Mayor Kenney has asked for more money each year than his predecessor, Michael Nutter. Under Nutter in 2015, voters approved borrowing $155.7 million. In 2016, voters authorized the city to borrow $184.3 million; in 2017, they approved $172 million.

Sometimes, the authorized borrowing doesn't happen until years later. For example, the $293 million the city borrowed in 2017 — and plans to spend through 2020 — was passed by voters in 2015 and 2016.

Some of those expenses include resurfacing 131 miles of streets each year, ramp reconstruction to comply with the Americans with Disabilities Act, renovation of three police district offices plus a new headquarters, new ambulances and fire trucks.
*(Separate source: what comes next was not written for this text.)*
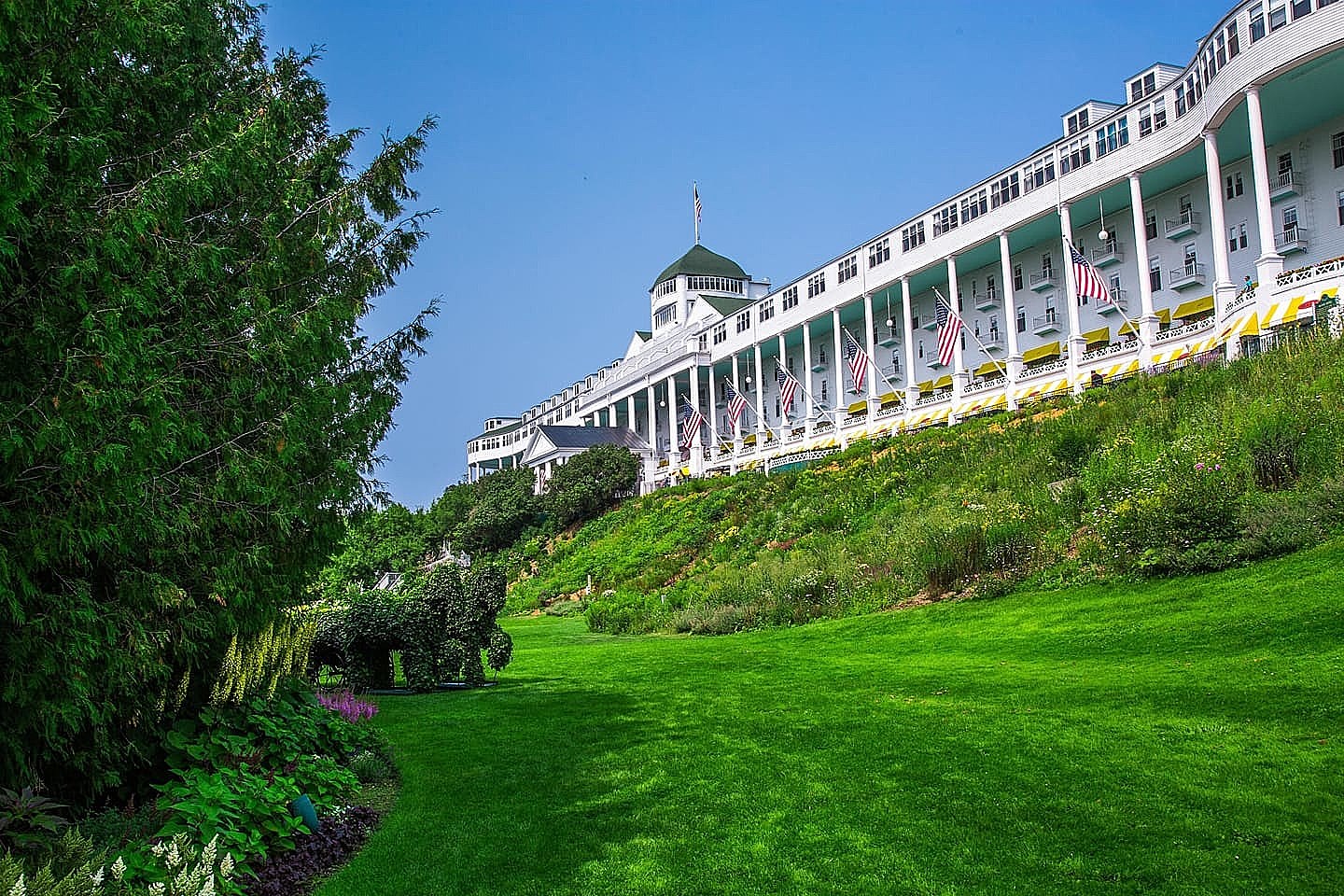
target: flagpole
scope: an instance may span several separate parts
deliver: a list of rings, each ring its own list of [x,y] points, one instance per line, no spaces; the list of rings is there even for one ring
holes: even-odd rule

In total, the city has an outstanding debt bill of $5.5 billion, including interest, to be paid through 2047. That includes $1.6 billion in general obligation bonds, plus $2.1 billion more for projects such as Lincoln Financial Field, the criminal justice center, the new police headquarters and a 1999 pension bond deal.
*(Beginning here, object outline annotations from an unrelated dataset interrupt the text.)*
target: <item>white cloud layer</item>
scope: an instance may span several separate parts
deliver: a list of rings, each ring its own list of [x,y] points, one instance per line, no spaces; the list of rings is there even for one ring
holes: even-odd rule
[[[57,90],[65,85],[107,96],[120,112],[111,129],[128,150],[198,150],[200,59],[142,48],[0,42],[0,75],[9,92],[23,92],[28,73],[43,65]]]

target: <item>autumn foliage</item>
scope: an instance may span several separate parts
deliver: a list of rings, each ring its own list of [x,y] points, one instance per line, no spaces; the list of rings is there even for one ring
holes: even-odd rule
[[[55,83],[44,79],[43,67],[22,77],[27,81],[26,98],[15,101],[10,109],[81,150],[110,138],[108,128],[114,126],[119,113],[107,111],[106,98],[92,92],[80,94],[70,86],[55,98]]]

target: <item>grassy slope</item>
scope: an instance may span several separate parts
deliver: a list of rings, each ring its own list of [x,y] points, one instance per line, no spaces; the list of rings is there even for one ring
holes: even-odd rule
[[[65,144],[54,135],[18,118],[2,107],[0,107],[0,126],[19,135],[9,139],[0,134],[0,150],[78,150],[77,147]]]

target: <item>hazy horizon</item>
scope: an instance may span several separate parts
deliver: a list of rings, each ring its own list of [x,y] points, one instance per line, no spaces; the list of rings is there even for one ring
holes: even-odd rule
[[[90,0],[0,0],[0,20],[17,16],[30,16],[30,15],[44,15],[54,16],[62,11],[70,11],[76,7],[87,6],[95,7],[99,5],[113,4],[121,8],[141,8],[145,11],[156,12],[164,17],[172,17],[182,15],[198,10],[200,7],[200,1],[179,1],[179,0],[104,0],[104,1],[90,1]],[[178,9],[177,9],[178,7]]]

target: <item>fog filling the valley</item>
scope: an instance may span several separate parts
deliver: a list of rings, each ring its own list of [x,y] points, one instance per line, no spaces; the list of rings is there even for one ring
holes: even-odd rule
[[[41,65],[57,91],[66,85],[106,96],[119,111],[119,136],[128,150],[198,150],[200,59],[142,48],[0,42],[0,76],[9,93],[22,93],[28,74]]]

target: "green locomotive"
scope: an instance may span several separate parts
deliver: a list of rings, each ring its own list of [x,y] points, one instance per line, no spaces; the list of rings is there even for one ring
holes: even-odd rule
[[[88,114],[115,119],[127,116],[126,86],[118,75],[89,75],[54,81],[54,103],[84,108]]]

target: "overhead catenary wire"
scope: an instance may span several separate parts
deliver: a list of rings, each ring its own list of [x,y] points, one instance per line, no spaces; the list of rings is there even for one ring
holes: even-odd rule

Under the state constitution, Philadelphia can't have general obligation debt that is 13.5 percent more than the preceding 10-year average of assessed value of taxable real property. By that standard, the city could borrow up to $13.4 billion.
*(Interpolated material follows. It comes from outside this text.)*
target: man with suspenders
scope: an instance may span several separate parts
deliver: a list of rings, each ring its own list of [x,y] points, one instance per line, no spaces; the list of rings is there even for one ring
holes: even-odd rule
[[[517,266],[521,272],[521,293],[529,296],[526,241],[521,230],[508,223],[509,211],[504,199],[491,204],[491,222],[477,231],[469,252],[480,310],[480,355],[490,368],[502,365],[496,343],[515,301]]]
However, city officials say that might be an inappropriate debt level, because property valuations have gone up — due in part to a switch to market rate assessments — and wage taxes, not property taxes, are the main revenue generator for the city.

In 2015, city officials agreed its annual debt and long-term obligation payments such as pensions would not exceed 15 percent of general fund expenditures — but they were already above that limit that year and have been ever since. In its most recent fiscal year, those obligations equaled 23.3 percent of the general fund budget. (That doesn't include the $104 million it kicked to the school district.)

"We're well-aware of the downside of having high fixed costs," city spokesman Mike Dunn said in an email. "But the alternative to borrowing, frankly, is far worse. Without sufficient capital investments, facilities fall into disrepair, city services are disrupted, and public safety — to city workers such as first responders and to residents — is potentially endangered."

The city is in the process of updating its debt management policy, Dunn said.

The bond issue on the ballot is separate from Rebuild, the Kenney administration's plan to rehabilitate or rebuild many of the city's recreation centers, parks and libraries. That is expected to be financed in part through a $300 million bond package issued through a city authority; that borrowing does not require voter approval.